The result is now higher.

### Part 10. Plotting training and validation curves

In [None]:
def plot_with_std(x, data, **kwargs):
        mu, std = data.mean(1), data.std(1)
        lines = plt.plot(x, mu, '-', **kwargs)
        plt.fill_between(x, mu - std, mu + std, edgecolor='none',
                         facecolor=lines[0].get_color(), alpha=0.2)
        
def plot_learning_curve(clf, X, y, scoring, cv=5):
 
    train_sizes = np.linspace(0.05, 1, 20)
   
    n_train, val_train, val_test = learning_curve(clf, X=X, y=y, train_sizes=train_sizes, cv=cv,scoring=scoring)
    plot_with_std(n_train, val_train, label='training scores', c='green')
    plot_with_std(n_train, val_test, label='validation scores', c='red')
    plt.xlabel('Training Set Size'); plt.ylabel(scoring)
    plt.legend()

def plot_validation_curve(clf, X, y, cv_param_name, 
                          cv_param_values, scoring):

    val_train, val_test = validation_curve(clf, X, y, cv_param_name, cv_param_values, cv=5, scoring=scoring)
    plot_with_std(cv_param_values, val_train, 
                  label='training scores', c='green')
    plot_with_std(cv_param_values, val_test, 
                  label='validation scores', c='red')
    plt.xlabel(cv_param_name); plt.ylabel(scoring)
    plt.legend()

In [None]:
# learning curve
plt.figure(figsize=(12,6))
plot_learning_curve(xgb,X_train, y_train, scoring='roc_auc', cv=10)

Considering the learning curve, we can say that adding data could improve the quality of the models, because With the addition of new data, the quality of validation is increasing.

In [None]:
# validation curve

plt.figure(figsize=(12,6))
max_depth = [3, 4, 5, 6, 7, 8]
plot_validation_curve(XGBClassifier(random_state=33, n_jobs=4, min_child_weight=1, n_estimators=200), X_train, y_train, 
                    cv_param_name='max_depth', 
                    cv_param_values=max_depth,
                    scoring='roc_auc')

In [None]:
# validation curve

plt.figure(figsize=(12,6))
n_estimators = [40, 50, 60, 80, 100, 150, 200, 300]
plot_validation_curve(XGBClassifier(random_state=33, n_jobs=4, min_child_weight=1, n_estimators=200), X_train, y_train, 
                    cv_param_name='n_estimators', 
                    cv_param_values=n_estimators,
                    scoring='roc_auc')

In [None]:
# validation curve

plt.figure(figsize=(12,6))
min_child_weight = [1,3,5,7,9]
plot_validation_curve(XGBClassifier(random_state=33, n_jobs=4, min_child_weight=1, n_estimators=200), X_train, y_train, 
                    cv_param_name='min_child_weight', 
                    cv_param_values=min_child_weight,
                    scoring='roc_auc')

The validation curves show that the result on the CV is much lower than on the train.
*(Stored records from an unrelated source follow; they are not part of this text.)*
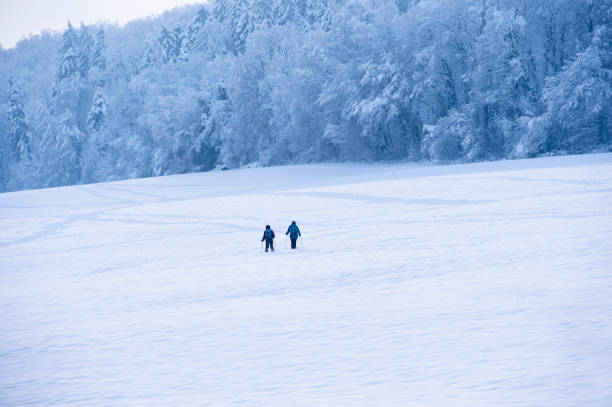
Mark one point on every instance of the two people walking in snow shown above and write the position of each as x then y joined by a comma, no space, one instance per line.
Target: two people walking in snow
293,231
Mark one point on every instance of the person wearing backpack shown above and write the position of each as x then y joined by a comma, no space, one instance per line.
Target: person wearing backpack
269,238
293,231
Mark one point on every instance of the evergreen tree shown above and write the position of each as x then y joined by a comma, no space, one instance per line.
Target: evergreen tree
68,58
17,127
242,24
85,49
98,111
98,58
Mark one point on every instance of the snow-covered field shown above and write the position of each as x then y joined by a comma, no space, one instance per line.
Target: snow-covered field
472,285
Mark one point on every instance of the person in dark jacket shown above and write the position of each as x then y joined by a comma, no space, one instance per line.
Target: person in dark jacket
269,238
293,231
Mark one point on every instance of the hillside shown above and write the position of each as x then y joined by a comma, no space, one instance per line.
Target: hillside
236,83
468,285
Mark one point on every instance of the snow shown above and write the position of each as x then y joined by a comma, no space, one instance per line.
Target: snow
468,285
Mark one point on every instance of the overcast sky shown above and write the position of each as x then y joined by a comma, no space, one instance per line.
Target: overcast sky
20,18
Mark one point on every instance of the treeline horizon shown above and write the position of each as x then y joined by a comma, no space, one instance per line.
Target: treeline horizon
233,83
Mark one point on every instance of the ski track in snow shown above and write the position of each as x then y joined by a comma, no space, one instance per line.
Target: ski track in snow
470,285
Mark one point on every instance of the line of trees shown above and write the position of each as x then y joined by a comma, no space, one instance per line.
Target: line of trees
261,82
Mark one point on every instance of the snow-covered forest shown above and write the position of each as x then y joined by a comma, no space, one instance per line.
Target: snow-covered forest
233,83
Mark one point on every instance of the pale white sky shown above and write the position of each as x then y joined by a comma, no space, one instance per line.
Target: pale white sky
20,18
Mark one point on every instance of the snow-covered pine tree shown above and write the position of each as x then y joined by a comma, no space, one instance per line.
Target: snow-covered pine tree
98,57
287,12
579,99
86,45
68,58
167,45
98,110
222,9
181,44
242,24
17,127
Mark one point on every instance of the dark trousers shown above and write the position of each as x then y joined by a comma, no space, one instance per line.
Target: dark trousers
269,244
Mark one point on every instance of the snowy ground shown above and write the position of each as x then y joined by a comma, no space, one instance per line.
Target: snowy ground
473,285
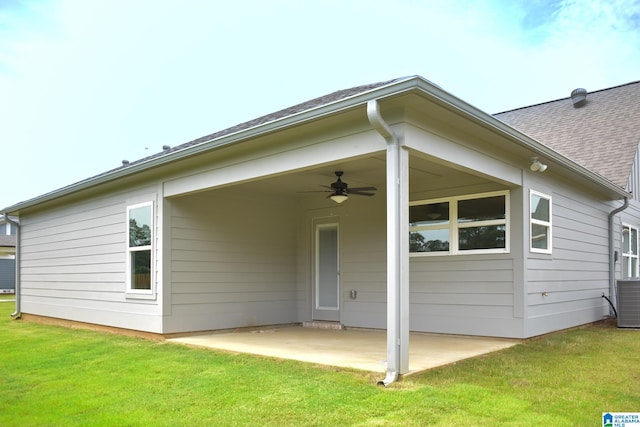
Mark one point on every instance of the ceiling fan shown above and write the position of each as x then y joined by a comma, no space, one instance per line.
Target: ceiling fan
340,190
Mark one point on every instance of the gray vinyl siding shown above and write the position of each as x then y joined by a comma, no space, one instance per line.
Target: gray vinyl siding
7,274
233,262
565,289
461,294
73,264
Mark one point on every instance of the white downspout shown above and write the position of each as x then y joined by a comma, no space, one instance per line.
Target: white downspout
16,313
397,248
612,257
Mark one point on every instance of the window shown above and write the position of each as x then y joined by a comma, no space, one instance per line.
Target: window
540,222
629,251
465,224
139,248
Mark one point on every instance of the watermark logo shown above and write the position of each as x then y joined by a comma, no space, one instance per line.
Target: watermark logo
620,419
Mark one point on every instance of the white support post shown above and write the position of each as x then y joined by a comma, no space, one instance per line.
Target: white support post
397,173
398,257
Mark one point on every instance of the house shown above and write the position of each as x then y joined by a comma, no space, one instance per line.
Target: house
7,255
509,225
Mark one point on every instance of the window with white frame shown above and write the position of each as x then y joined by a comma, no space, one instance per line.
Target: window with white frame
140,248
629,251
464,224
540,222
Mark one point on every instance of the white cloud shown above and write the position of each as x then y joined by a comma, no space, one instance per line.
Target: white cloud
85,84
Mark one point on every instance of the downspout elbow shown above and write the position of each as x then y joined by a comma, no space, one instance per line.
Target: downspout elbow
612,258
17,313
378,123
This indicates a overfitting of the model. For such a small dataset and boosting is a common thing. To reduce the degree of overfitting, you can try to reduce the complexity of the model and increase the parameters responsible for regularization.

### Part 11. Prediction for test or hold-out samples

Now we use our XGBoost to predict probabilities to our X_valid.

In [None]:
xgb.fit(X_train,y_train)
y_pred_valid=xgb.predict_proba(X_valid)[:,1]

print ('ROC-AUC score of X_valid:', roc_auc_score(y_valid, y_pred_valid))

We obtained score a bit higher then on CV, it means that our CV is correct.

In [None]:
import xgboost

In [None]:
#look at most important features
xgboost.plot_importance(xgb,max_num_features=15,importance_type='gain');

### Part 12. Conclusions

In this project we made a model with a good quality **~0.92 ROC-AUC**, so the bank can use it to find customers who are most likely to buy car insurance, depending on the capabilities and policies of the bank.